The Central Vision by Douglas Wilson

When Logos Online School first began five years ago, we settled on a tagline that stated your partner in classical Christian education. There were two pitfalls we wanted to avoid, and each adjective of this phrase put up a gate to keep us from going down that particular road.

The word classical meant that while we were interested in instilling the educational basics, in the three R’s sense, we were not interested in providing a truncated education. We wanted to teach all subjects as parts of an integrated whole, with Scriptures at the center.

The second emphasis—Christ-centered—meant that we wanted an education that was decidedly Christian. All things cohere in Jesus Christ (Col. 1:17-18), and so that includes everything that falls under the first heading of classical.

Too often Christian schools assume that the spiritual aspect of the education can be added to a basic (neutral) curriculum. But a true Christ-centered education is a function, not of addition, but rather of integration. In other words, it is not as though we have so many subjects, hanging like so many shirts on a clothesline, and then a Christian school just adds an extra shirt—chapel, say, or Bible class. No, the Scriptures have to occupy a place in the education that is comparable to the position the sun has in the solar system.
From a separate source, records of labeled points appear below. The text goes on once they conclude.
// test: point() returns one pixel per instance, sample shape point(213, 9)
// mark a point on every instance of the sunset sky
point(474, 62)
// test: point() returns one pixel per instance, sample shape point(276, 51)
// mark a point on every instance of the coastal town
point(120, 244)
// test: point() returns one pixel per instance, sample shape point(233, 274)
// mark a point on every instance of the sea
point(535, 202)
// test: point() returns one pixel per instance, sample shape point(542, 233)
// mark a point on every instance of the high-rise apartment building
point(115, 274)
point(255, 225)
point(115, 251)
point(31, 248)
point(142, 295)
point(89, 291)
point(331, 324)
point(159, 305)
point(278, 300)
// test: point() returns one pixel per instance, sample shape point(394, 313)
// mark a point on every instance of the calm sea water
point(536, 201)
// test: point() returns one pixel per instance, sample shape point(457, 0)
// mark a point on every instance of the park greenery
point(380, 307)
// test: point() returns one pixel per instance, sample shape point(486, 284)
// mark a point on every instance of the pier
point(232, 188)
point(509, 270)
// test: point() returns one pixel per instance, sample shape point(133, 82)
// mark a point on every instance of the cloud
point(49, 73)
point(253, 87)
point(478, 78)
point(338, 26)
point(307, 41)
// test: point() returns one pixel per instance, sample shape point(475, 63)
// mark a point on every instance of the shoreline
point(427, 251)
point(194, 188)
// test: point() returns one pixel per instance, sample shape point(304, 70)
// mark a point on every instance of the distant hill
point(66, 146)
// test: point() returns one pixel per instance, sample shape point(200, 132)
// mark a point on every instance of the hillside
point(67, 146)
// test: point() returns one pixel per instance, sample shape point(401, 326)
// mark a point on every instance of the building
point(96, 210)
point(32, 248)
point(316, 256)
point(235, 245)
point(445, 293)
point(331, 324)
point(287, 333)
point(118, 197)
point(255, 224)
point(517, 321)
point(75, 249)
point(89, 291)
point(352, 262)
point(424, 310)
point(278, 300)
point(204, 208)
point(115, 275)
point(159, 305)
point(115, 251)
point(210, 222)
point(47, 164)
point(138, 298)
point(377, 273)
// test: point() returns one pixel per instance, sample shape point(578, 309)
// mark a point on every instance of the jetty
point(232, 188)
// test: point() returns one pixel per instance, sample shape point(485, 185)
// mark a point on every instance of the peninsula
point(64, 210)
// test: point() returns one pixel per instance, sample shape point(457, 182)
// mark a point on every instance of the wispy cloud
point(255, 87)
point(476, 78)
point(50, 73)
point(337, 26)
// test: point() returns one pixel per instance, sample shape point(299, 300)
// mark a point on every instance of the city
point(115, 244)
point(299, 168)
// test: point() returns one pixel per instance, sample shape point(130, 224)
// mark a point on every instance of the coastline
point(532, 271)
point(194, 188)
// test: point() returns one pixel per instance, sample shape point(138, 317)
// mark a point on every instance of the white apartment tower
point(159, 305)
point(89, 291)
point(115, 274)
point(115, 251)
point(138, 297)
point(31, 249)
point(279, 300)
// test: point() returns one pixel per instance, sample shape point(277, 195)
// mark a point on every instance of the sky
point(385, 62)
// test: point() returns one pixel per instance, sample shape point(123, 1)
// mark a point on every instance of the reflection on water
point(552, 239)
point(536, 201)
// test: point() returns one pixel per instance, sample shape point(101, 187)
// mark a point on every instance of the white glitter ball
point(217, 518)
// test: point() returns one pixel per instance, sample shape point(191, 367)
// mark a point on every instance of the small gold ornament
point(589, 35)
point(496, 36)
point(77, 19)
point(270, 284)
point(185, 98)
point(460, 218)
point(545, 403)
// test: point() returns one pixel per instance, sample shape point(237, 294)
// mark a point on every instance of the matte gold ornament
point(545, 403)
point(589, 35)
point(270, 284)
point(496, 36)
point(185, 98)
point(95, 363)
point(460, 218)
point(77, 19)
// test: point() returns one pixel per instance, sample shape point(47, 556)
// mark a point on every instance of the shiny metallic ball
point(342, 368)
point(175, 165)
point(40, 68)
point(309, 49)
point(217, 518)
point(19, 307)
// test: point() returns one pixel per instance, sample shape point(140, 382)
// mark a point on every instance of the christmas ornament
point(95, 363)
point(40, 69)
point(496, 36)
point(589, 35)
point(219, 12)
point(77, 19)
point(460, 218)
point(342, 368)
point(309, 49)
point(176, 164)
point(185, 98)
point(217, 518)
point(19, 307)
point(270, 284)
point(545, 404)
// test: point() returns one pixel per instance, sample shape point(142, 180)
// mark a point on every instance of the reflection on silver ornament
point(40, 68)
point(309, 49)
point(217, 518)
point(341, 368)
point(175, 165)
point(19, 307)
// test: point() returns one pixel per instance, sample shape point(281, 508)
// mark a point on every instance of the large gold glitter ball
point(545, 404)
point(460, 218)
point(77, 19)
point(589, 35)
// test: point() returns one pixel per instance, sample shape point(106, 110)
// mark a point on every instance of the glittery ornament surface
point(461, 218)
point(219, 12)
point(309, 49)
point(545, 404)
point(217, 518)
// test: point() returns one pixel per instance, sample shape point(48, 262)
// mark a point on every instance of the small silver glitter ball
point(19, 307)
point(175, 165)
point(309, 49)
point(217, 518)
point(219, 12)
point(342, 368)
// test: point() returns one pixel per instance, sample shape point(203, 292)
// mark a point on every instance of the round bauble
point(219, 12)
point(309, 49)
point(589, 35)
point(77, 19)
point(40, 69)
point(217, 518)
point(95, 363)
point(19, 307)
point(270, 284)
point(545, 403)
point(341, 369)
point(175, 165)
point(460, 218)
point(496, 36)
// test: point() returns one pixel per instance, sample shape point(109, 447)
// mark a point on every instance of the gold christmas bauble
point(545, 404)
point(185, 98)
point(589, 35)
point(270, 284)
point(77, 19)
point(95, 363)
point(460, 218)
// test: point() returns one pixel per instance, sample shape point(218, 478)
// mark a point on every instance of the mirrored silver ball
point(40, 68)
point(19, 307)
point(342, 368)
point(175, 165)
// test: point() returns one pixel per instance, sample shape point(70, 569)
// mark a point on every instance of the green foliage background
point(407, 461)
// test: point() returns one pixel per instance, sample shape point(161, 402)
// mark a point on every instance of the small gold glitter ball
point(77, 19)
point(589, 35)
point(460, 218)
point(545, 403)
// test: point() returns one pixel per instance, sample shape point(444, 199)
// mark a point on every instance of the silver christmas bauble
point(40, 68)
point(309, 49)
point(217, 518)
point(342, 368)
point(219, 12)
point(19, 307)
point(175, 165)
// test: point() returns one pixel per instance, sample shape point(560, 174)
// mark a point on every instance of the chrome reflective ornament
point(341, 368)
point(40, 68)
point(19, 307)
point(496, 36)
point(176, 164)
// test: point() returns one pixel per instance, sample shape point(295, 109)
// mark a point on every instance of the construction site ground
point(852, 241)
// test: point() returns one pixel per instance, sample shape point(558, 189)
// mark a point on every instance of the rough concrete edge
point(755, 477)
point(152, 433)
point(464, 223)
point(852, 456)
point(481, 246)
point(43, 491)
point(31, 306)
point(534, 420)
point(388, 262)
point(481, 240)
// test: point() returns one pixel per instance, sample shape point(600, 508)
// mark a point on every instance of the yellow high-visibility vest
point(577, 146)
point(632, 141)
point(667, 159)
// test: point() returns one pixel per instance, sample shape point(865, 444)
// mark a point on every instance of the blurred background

The Scriptures are not the light at which we stare. The Scriptures provide the light in which we see—in which we see everything else.

Instead of shirts on a line, a better analogy for what we are seeking to do is to think of each subject as a spoke in a wheel, and with the axle being Christ.

So the vision of Logos Online School is to see education as having the same point, the same end, the same telos, as the Christian life does. If education is preparation for life, then Christian education needs to be preparation for Christian life. And what is the point of a Christian life? It is to grow up into the likeness of Jesus Christ, the only true human being who ever lived.

We were created in the image of God at the beginning, but when our first parents disobeyed and fell into sin, that divine image (while still there) was heavily damaged. This is what it means to be a member of the fallen human race. The image of God is still present in us, but it has been busted. The Adamic glory was broken, shattered. But in His grace, God sent a second Adam in order to start the human race over again, so that we might be enabled to grow up into true human beings.

This is why a classical education is not vocational training (although there is nothing wrong with vocational training per se). We are not teaching students how to get a job, but rather how to get a life. And because the only true life is found in Jesus Christ, this means that every subject needs to point to Him. Every teacher must model Him. Every board policy must be built upon Him.

So what is the point of classical Christian education? It is nothing less than the restoration of the image of God, which means we must be constantly grounded on the gospel.